Przypomniał, że banki udzielając kredytów brały pod uwagę sytuację wnioskujących o kredyty i ich zdolność do obsługi kredytu nawet w sytuacji, w której wzrosną stopy procentowe o kilka punktów procentowych. Klienci znali takie symulacje – to wymóg nadzorczy.

Koszt obniżenia inflacji

Prezes ZBP uważa, że banki mają za zadanie także ochronę wkładów klientów, którzy powierzyli im swoje pieniądze, zapewnić finansowanie gospodarki i stabilność finansową państwa.

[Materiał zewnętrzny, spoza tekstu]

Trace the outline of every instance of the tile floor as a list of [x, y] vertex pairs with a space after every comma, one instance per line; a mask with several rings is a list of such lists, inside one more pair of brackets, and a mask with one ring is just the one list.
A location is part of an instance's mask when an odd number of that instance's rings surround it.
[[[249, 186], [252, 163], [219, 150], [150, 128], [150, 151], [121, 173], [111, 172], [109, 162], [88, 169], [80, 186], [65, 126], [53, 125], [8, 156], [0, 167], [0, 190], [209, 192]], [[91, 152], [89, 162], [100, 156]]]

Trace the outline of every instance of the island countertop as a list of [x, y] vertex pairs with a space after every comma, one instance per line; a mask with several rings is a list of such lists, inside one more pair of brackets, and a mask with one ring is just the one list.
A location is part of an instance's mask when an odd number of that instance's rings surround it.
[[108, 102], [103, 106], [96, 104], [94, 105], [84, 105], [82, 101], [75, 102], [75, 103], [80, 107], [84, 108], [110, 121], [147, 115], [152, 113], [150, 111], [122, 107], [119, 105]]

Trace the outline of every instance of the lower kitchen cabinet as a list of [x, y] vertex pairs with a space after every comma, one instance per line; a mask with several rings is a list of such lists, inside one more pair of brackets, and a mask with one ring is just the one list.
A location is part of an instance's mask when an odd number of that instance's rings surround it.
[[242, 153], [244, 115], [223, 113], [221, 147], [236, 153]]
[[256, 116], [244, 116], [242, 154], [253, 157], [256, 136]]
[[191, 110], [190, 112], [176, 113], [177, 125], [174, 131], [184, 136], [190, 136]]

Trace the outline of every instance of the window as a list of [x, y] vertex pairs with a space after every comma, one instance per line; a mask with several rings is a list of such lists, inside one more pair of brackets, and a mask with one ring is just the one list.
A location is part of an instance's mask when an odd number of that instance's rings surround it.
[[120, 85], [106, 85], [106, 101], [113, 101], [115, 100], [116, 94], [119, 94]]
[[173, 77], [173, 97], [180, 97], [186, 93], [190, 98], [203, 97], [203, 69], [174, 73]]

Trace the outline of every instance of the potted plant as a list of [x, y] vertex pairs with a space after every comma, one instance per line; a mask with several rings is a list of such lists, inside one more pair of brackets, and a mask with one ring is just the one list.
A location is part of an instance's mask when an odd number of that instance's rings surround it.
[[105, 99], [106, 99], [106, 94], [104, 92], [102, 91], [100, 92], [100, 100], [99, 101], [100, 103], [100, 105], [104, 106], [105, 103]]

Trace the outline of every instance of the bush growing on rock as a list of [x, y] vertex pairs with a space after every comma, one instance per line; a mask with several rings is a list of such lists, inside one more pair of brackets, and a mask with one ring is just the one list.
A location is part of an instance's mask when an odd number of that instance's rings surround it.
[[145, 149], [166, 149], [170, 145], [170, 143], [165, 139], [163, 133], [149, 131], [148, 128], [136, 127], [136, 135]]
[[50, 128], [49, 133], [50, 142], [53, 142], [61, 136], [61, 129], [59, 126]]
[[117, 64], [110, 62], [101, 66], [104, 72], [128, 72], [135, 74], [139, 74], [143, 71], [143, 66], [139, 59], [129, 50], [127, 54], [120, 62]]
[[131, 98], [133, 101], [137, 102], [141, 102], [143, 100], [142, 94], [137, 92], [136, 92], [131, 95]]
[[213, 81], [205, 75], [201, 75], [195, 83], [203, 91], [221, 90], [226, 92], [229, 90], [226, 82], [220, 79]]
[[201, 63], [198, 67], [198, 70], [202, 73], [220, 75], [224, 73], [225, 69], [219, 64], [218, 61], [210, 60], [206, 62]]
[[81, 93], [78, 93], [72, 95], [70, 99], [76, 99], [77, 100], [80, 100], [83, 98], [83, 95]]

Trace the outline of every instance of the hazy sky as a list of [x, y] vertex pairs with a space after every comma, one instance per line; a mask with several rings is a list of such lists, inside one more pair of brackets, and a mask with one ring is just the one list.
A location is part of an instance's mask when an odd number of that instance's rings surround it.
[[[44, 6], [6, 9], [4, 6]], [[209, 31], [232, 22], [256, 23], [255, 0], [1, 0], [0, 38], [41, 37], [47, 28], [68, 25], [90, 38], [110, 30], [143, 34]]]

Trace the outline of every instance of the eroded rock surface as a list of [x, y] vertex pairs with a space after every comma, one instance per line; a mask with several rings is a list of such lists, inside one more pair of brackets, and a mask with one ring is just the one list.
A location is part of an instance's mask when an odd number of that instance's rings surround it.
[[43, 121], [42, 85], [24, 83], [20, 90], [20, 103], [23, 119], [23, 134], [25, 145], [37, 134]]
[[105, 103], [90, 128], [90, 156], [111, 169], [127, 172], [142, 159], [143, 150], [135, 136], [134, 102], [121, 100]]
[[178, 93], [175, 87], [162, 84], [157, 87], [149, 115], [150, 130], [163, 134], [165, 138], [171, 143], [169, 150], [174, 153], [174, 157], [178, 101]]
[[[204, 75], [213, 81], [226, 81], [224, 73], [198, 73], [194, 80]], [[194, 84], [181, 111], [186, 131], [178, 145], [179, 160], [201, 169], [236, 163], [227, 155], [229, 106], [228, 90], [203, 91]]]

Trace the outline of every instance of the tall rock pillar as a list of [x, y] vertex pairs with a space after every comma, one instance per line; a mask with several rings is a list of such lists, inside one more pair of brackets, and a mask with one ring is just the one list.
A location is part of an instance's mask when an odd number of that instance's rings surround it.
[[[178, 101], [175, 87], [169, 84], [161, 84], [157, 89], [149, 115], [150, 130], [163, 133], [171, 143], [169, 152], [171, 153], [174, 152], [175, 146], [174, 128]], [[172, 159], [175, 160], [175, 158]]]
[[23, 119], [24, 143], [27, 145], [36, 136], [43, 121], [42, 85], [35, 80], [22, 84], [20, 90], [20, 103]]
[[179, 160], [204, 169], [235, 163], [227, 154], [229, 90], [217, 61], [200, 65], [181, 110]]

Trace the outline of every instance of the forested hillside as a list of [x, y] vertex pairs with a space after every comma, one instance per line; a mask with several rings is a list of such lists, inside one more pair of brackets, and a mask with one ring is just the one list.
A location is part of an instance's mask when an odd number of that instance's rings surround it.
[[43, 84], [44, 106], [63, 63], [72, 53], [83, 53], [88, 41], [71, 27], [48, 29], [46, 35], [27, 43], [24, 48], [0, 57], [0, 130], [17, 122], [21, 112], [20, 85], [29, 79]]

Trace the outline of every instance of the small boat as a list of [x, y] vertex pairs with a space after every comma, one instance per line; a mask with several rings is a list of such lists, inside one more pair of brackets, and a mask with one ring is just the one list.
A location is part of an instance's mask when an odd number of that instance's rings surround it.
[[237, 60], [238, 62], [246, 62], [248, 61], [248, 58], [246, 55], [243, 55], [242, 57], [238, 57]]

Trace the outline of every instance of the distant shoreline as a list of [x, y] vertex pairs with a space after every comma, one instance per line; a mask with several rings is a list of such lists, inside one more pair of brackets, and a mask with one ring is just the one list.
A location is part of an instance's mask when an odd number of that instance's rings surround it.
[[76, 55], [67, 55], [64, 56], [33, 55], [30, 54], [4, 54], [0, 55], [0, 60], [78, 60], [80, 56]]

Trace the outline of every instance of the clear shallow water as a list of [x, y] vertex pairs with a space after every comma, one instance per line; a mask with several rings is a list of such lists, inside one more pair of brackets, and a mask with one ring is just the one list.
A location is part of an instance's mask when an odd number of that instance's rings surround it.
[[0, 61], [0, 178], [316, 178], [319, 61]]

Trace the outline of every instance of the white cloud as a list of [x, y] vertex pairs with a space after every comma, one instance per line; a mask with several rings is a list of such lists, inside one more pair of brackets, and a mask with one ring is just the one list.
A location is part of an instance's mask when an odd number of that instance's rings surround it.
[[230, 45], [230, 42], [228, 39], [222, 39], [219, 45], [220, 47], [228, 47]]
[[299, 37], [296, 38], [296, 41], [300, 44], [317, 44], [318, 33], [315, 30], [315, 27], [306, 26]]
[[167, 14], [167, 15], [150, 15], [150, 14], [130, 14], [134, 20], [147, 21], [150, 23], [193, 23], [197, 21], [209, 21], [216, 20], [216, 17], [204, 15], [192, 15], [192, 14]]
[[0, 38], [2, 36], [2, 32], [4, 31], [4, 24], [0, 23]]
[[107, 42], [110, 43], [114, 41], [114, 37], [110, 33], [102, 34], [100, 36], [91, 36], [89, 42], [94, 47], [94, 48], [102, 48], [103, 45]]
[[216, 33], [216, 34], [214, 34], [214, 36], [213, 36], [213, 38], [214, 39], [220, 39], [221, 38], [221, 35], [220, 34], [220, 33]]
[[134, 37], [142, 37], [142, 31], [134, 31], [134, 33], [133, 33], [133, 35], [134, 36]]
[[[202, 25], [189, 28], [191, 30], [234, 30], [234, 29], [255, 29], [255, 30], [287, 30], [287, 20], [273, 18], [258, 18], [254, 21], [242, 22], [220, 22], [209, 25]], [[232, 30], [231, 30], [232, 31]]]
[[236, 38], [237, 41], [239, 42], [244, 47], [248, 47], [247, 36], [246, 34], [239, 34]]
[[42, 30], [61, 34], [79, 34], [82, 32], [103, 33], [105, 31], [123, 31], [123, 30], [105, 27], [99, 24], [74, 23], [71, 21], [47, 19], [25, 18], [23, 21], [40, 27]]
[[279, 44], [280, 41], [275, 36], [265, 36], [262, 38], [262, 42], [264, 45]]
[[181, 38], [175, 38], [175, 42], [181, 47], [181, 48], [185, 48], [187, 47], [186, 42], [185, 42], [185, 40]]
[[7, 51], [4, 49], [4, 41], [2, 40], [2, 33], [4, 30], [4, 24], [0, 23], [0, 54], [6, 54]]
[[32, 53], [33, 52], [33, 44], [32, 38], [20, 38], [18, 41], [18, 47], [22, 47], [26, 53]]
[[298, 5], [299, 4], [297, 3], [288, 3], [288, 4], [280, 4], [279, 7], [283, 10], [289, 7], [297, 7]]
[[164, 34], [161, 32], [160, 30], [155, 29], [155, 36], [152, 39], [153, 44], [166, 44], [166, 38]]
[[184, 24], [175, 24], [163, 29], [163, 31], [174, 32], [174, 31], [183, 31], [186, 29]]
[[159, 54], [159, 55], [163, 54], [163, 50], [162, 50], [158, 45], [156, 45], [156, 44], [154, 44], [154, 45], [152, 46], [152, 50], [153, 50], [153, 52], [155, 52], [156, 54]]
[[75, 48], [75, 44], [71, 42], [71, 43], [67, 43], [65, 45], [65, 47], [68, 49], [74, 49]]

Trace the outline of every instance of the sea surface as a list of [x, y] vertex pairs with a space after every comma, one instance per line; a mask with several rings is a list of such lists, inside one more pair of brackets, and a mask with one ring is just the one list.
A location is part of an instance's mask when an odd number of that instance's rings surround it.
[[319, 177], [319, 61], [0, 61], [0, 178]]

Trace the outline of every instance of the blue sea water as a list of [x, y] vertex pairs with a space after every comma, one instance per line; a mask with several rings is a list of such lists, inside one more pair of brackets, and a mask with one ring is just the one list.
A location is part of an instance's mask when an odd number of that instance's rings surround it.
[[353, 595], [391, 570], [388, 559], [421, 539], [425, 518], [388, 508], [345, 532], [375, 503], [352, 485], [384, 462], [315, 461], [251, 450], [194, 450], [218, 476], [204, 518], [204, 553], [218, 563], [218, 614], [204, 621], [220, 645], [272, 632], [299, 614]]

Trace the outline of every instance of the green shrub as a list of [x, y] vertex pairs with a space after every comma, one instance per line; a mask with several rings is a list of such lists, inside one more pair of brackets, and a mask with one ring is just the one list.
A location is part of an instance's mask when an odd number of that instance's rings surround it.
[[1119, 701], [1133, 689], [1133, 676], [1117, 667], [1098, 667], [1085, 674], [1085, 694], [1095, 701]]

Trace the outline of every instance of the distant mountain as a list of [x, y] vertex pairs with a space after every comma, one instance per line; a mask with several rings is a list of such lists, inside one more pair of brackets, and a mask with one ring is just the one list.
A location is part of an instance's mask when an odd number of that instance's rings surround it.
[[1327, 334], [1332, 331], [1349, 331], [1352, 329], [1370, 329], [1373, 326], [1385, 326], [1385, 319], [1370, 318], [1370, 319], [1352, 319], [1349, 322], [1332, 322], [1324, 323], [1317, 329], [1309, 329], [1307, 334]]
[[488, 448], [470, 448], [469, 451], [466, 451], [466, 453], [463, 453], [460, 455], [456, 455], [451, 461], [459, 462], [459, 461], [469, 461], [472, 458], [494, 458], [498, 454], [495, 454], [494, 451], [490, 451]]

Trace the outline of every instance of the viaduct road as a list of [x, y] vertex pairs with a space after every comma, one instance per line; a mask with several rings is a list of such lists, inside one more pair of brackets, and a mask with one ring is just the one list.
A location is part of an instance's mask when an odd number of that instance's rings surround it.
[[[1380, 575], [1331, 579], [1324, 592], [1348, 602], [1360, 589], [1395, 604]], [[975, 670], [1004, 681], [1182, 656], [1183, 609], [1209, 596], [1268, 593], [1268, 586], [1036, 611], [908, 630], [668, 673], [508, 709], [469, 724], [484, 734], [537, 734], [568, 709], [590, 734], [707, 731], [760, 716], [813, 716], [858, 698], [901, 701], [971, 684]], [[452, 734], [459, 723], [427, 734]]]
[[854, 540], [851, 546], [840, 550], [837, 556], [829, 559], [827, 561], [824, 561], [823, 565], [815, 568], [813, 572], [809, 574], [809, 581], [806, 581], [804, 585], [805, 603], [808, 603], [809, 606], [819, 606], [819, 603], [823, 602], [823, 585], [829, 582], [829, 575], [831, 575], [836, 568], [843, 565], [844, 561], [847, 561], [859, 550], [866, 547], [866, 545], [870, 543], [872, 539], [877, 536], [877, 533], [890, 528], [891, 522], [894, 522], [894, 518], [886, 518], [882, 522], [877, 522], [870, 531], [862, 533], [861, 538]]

Koszty walki z inflacją zapewne będą musiały być sprawiedliwie rozłożone na nas wszystkich, w tym na kredytobiorców, osoby posiadające depozyty w bankach i na podatników.

Na co mogą liczyć kredytobiorcy?

Zdaniem Krzysztofa Pietraszkiewicza Fundusz Wsparcia Kredytobiorców, na którym banki ulokowały kilkaset milionów złotych, może być pomocny w sytuacji, w której kredytobiorca będzie miał problemy z regulacją zobowiązań, np. straci pracę lub zachoruje.

W jego opinii banki mogą rozważyć w uzasadnionych, w określonych przypadkach obniżenie marży, co wpłynęłoby na obniżenie miesięcznych rat kredytów. W ten sposób przyszłyby kredytobiorcom z pomocą.

– Przecież banki “nie żyją z tego, że klienci nie obsługują kredytów”, ale z tego, że są w stanie spłacać kredyty, podsumował prezes ZBP.